本

『想像力』

ホンとの本

『想像力』
内田伸子
春秋社
\1800+
2023.1.

 著者は、発達心理学を中心とした、認知科学や保育学の方面を専門とする方であるらしい。子育てに関する著作が多く、ベネッセの教材の監修に携わっている。ということは、我が子もしばしお世話になっていたことになる。楽しく物事に興味をもち、心も成長させて戴いた。今のEテレの子どもの番組もそうなら、ずうっと育てられてきたことになる。
 さて、タイトルは少しばかり掴みづらいほど大きなテーマである。「想像力」とはこれいかに。ドイツ哲学では、時に「構想力」とも訳す。人間の認識能力のひとつと言えるだろう。本書はもちろん、その定義をしようという意図で作られているのではない。本の副題は「生きる力の源をさぐる」となっている。なるほど、想像力がなければひとは生きていけないのである。生きるためには、想像力というものが必要なのだ。
 「まえがき」では、有名なフランクルのクリスマスの出来事が紹介されている。ご存じない方は、わりと詳しく記されているので、ぜひしっかりと読んでおいて戴きたい。多くの人が引用する箇所であり、議論のために持ち出す内容である。但し、「人はパンのみにて生きるのではありません」と言いながら、「想像力」こそが希望を与えた、と簡単に言ってのけるのには、聖書のオタクからすれば、違うことを広めることになってしまい、困るなあと正直思う。
 議論の細かな点を晒してしまうつもりはないのであるが、およその話の流れはご紹介してもよろしいだろうか。まず「想像力とは何か」から入るが、やはり哲学的に議論するご様子ではない。ただ、最初に「希望」という概念と結びつけているから、やはり本書を捉えるときに、この「希望」という遠い目標のようなものを、常に気にしているとよいのではないか、と思う。
 次は「想像の脳神経学基盤」と、少し内容が固くなる。
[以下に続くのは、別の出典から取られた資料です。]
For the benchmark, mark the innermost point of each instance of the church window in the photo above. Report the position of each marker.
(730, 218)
認知科学の解説である。ただ、それは子どもの心の発達を知るためであり、一つひとつのエピソードは興味深い。
 それから「想像のメカニズム」が続く。「経験」がどのように「知識」して定着していくのか。お話の具体的な提示が面白い。次の「想像力とことばの発達」や「創造と会話」は、想像力というものが具体的な表現として結実する、物語という方向に私たちの目を向けてくれる。
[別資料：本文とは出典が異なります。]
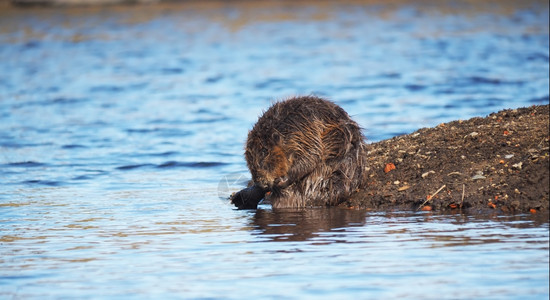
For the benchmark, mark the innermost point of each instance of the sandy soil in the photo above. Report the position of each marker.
(497, 163)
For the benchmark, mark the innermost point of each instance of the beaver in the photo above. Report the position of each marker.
(303, 151)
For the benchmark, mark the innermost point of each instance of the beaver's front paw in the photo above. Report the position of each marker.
(248, 198)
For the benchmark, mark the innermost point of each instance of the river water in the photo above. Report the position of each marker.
(122, 132)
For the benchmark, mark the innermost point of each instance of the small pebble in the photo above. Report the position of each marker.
(518, 165)
(427, 174)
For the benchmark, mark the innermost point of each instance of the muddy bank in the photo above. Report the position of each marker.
(497, 163)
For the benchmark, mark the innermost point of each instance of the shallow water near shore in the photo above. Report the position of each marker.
(122, 132)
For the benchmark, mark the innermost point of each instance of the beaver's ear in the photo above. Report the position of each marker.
(276, 137)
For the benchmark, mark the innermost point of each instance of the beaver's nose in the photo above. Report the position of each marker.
(282, 182)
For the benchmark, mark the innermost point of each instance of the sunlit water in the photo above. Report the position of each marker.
(122, 132)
 ただ、実はアンチの存在が、この想像力というものについては大きな意味をもつ。それが「嘘」である。「ウソとだましのからくり」という章は、かなり面白い。子どもは、実は平気で嘘をつく。それが、保身のための意図的な嘘である場合もあるが、それだけではない。これはテレビで実験のようなことが行われているのを見たこともある。子どもはそれほど計算高く嘘を言っているのではないのである。続く「フェイクがリアルに転ずるとき」には、懐かしい「口裂け女」の分析がなされている。金融恐慌を引き起すような、嘘に対する奇妙ななだれ現象は、社会をも脅かすことがある。関東大震災のときの、朝鮮人の虐殺は、案外重んじられていないが、もっともっと常に心の中に置いておかなければならないはずである。このことは、「想像にひそむ破壊力」の章で痛々しく描かれる。
 その前に「描くこと・想像すること」という章が挟まっている。空想の生き物を子どもたちに描かせた結果が紹介されている。
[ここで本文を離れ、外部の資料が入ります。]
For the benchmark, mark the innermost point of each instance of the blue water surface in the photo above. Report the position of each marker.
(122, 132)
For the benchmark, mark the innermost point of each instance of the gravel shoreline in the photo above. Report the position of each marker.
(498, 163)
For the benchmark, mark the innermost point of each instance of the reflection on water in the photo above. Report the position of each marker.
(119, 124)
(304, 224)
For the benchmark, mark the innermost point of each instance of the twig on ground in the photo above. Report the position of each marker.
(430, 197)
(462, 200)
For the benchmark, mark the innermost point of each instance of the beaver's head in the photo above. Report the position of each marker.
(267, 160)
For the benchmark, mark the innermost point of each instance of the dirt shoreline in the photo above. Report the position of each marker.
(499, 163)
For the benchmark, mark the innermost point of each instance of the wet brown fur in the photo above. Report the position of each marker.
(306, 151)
 先の「破壊力」の章は、かなり腰を落ち着けて読むべき章である。理論や実例で、かなり深刻な一面を次々とぶつけてくる。それは、新型コロナウイルス感染症が拡がったそのときにも多々あったのだ。フェイクニュースには、人々は簡単に引っかかる。単独で振り込め詐欺というのも問題だが、社会全体が、集団幻想の中にでもあるかのように、一気に心理的にデマや誤った認識に流れて行ってしまうことが、本当に恐ろしい。暴力的になることもあるし、さらに多くの人の意見が一致することで、なんと民主主義的な正義と化してしまう可能性があるのである。否、それは現にそうなっているように私は思う。「民主主義」という偶像が、そうさせる面もある。皆が間違った幻をもったとしても、数が多ければそれが正義となるのである。妙な想像力の中に多くの人がはまれば、怖いことになる。少数だったから、オウム真理教はまだ社会全体を破壊はしなかった。だが、政治を目的とした統一協会は、社会全体を破壊しようとしていたのだ。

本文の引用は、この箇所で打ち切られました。